Какое-то время я оставалась в комнате и просто смотрела на него. Я не знала, почему в носу снова защипало. Может, это имело какое-то отношение к тому, что мне хотелось взять все то, кем я была и кем я буду, и отдать ему. И я ощущала это желание почти физически, оно зарождалось внутри меня и угрожало вырваться наружу через каждую пору моей кожи.

Я ошибалась, говоря, что не могу любить Адама так, как он хотел. И я стояла и не могла оторвать от него глаз, и я знала, что дочь своей матери.

Прежде чем выйти из гостиной, чувствуя себе голой и уязвимой, я схватила мамино фото с камина и прижала его к груди. Я взяла его с собой и положила на кровать, а потом отправилась в ванную. После всей той роскоши мне хотелось вернуться к комфорту своего собственного дома, к моему душу, моему беспорядочному и броскому декору, с шарфами на абажурах и постерами из классических фильмов на стенах.
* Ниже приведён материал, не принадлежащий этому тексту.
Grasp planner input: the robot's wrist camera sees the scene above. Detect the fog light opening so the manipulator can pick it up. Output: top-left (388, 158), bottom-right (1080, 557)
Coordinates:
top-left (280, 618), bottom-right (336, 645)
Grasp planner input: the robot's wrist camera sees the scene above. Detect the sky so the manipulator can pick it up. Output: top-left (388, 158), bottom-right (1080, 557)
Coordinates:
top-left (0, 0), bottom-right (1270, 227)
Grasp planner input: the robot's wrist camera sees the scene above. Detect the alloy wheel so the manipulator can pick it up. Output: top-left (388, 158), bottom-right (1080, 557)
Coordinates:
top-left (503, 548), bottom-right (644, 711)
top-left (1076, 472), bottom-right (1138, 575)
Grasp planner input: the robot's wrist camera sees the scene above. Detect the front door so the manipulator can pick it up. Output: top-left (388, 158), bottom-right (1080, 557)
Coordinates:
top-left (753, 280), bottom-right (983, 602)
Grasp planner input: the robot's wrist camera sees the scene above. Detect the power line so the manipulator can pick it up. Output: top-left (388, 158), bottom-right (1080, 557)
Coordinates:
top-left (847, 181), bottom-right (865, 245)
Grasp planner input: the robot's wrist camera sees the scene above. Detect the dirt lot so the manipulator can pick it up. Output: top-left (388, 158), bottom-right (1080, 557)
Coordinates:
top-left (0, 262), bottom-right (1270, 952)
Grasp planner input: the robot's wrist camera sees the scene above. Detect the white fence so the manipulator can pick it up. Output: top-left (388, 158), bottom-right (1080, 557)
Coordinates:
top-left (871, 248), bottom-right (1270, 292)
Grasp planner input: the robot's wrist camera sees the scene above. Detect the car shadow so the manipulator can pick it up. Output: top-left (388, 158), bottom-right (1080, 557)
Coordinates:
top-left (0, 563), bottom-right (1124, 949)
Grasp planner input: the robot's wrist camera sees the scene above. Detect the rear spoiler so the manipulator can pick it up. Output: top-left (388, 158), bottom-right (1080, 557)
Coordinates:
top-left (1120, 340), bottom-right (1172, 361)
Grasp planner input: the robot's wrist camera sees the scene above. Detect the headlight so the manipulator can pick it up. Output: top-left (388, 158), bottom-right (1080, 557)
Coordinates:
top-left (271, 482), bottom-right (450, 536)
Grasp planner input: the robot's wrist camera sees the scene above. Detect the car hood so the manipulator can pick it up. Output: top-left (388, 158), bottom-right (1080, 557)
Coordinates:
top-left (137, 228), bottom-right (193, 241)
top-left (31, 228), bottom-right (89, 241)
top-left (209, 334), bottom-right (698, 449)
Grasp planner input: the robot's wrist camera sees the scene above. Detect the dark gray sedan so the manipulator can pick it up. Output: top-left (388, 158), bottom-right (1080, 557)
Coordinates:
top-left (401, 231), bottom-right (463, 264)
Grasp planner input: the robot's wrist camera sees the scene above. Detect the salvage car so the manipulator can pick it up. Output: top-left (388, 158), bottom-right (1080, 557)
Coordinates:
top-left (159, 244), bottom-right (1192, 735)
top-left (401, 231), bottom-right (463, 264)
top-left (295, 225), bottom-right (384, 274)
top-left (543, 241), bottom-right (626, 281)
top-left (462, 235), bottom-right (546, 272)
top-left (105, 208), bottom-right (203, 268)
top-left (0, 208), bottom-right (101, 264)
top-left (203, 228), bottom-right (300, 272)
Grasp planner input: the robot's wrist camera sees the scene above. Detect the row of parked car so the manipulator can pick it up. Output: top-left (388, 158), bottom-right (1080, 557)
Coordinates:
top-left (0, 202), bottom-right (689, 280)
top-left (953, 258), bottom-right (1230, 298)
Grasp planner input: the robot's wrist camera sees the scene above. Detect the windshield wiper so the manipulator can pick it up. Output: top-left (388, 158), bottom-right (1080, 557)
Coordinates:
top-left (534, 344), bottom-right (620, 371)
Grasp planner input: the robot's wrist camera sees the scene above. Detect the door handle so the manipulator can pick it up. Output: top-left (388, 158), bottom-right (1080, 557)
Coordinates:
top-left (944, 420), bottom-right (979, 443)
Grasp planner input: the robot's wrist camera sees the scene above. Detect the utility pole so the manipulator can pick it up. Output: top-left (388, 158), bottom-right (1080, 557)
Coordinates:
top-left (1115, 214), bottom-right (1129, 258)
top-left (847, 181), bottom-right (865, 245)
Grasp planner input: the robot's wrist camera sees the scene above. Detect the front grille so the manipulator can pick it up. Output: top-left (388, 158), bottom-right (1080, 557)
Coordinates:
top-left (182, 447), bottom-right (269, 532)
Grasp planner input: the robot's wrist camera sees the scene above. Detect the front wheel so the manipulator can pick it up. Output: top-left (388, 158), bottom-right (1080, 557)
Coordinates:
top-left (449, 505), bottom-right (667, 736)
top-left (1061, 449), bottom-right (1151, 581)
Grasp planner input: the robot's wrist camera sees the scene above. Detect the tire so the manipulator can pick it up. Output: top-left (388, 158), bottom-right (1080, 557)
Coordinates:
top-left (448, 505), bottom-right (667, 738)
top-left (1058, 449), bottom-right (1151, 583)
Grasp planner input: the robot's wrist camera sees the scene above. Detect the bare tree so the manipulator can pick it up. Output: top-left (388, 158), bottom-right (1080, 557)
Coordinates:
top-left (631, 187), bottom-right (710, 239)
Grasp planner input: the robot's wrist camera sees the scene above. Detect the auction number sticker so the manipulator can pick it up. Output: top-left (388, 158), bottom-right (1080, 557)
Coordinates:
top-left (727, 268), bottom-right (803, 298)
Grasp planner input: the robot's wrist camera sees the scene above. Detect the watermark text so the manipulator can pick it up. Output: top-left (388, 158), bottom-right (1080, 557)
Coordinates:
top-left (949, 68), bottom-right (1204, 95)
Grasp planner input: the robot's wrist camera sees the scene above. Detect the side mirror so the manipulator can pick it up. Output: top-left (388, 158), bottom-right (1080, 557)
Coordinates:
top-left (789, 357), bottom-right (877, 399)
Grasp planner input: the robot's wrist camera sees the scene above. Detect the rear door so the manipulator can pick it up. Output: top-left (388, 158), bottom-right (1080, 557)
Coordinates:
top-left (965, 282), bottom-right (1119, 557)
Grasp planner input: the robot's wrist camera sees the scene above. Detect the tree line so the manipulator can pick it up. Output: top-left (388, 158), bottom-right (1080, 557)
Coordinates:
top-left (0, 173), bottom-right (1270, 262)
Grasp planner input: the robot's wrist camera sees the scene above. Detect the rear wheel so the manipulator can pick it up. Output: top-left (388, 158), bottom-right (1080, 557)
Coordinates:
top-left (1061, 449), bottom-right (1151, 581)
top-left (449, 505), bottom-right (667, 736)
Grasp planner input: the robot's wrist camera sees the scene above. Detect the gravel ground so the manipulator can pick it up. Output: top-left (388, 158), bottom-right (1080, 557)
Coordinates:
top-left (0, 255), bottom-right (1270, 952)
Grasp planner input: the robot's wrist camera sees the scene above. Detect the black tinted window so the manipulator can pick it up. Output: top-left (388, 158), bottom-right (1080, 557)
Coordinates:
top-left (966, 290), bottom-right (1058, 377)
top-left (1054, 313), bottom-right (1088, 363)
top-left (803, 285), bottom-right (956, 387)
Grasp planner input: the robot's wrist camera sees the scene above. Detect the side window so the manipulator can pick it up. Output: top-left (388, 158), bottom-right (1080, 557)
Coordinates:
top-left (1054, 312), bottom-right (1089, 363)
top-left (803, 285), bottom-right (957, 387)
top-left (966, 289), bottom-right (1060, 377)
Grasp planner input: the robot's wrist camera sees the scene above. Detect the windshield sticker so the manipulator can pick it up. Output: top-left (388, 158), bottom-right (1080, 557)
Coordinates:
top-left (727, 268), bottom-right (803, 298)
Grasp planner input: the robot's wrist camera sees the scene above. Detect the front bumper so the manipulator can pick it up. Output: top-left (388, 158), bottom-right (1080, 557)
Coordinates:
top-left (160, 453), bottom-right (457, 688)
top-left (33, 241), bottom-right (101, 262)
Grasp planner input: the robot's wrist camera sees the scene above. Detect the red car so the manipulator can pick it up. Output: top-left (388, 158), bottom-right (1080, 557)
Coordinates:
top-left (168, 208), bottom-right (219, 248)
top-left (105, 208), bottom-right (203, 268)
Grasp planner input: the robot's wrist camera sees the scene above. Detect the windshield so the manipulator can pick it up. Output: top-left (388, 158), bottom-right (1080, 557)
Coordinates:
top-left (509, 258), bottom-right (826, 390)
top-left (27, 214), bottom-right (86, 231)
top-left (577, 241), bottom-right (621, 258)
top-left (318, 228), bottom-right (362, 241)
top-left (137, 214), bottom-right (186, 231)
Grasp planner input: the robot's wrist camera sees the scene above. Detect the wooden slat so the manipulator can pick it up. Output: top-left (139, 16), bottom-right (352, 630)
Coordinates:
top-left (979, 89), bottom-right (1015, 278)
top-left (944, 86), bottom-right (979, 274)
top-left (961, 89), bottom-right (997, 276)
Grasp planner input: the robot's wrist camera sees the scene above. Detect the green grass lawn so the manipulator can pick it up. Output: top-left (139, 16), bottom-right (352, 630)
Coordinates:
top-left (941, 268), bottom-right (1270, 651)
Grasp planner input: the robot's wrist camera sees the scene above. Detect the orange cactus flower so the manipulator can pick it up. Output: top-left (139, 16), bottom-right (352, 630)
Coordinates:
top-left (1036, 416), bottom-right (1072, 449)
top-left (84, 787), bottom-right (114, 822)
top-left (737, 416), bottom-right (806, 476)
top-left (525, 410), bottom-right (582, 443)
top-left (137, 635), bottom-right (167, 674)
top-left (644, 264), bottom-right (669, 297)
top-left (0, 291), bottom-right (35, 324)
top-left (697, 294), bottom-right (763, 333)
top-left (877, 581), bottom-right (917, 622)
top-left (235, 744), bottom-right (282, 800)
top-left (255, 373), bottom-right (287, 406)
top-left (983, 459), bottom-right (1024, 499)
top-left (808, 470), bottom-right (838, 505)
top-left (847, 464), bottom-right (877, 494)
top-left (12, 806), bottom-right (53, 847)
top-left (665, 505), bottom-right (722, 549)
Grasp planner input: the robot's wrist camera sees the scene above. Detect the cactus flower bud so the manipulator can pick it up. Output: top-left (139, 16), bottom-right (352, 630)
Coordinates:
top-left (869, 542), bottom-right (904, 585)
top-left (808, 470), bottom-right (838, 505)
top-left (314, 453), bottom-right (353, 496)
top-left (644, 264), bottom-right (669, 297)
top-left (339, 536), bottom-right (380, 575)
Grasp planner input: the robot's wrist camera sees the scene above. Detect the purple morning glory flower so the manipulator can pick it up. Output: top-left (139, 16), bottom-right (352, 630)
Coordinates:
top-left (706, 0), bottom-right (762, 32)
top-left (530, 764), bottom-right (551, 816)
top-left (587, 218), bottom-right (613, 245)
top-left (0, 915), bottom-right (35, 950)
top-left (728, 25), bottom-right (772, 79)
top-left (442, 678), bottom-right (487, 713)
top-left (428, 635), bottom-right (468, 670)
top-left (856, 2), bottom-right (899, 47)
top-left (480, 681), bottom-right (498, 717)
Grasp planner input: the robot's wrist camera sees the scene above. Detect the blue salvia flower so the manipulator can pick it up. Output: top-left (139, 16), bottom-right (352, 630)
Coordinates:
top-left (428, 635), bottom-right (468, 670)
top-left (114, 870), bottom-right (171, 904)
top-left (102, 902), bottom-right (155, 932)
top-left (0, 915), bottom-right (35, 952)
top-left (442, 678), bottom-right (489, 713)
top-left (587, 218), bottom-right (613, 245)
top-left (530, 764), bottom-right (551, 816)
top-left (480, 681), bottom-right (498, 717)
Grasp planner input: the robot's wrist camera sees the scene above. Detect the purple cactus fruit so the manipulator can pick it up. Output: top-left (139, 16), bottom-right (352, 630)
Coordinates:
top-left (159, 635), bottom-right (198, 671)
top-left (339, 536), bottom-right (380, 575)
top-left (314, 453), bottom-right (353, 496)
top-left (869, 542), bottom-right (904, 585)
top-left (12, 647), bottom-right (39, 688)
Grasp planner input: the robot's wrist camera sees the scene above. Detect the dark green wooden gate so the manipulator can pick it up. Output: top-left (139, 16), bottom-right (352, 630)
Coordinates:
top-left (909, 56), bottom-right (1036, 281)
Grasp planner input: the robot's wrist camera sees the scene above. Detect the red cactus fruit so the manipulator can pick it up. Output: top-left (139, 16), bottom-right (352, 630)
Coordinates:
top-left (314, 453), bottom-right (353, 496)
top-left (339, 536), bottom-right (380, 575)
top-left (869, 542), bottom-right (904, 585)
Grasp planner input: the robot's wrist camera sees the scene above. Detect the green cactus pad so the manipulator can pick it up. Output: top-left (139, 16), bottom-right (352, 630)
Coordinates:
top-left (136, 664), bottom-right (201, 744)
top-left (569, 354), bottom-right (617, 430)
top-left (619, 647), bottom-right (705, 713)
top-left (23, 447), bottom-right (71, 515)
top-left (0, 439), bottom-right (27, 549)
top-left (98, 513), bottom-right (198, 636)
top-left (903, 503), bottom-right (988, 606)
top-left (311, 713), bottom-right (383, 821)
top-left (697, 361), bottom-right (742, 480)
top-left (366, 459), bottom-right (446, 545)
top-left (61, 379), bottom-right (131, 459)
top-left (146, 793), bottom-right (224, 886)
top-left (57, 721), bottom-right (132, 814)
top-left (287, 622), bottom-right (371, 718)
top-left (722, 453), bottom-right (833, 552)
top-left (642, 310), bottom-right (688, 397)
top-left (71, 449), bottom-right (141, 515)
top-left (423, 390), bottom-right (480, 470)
Выйдя из душа, завернутая в пушистое красное полотенце, я задержалась и взяла фотографию, которую оставила на кровати. Образ моей мамы, улыбающейся и беззаботной, померк. Я не знала ее такой. Конечно, я видела, как она улыбается, и слышала, как она смеется, но я была слишком маленькой, чтобы запомнить то время, когда мои родители были вместе. После того как отец ушел, даже если мама принимала нужное выражение лица, чтобы изобразить счастье, оно все равно было ненастоящим. Всегда наступал тот момент, когда она переставала смеяться, момент, когда грусть возвращалась, и мама снова приходила в свое обычное состояние.

Я поцеловала подушечку своего пальца и прижала его к ее улыбке. Я люблю тебя, мам, но я не могу быть такой, как ты. Прости.

Я поставила фотографию на тумбочку возле кровати и оделась, выбрав свою любимую юбку-карандаш и ярко-розовую блузку с воротником-стойкой, и завершила образ малиновыми замшевыми туфлями на высоком каблуке с розочками на носках. Я заколола волосы в пучок, но оставила челку свободной, и она свисала над бровями как занавеска. Легким движением руки я нарисовала стрелки черной подводкой, и с каждым прикосновением роскошной красной помады к губам я чувствовала, как силы возвращаются ко мне.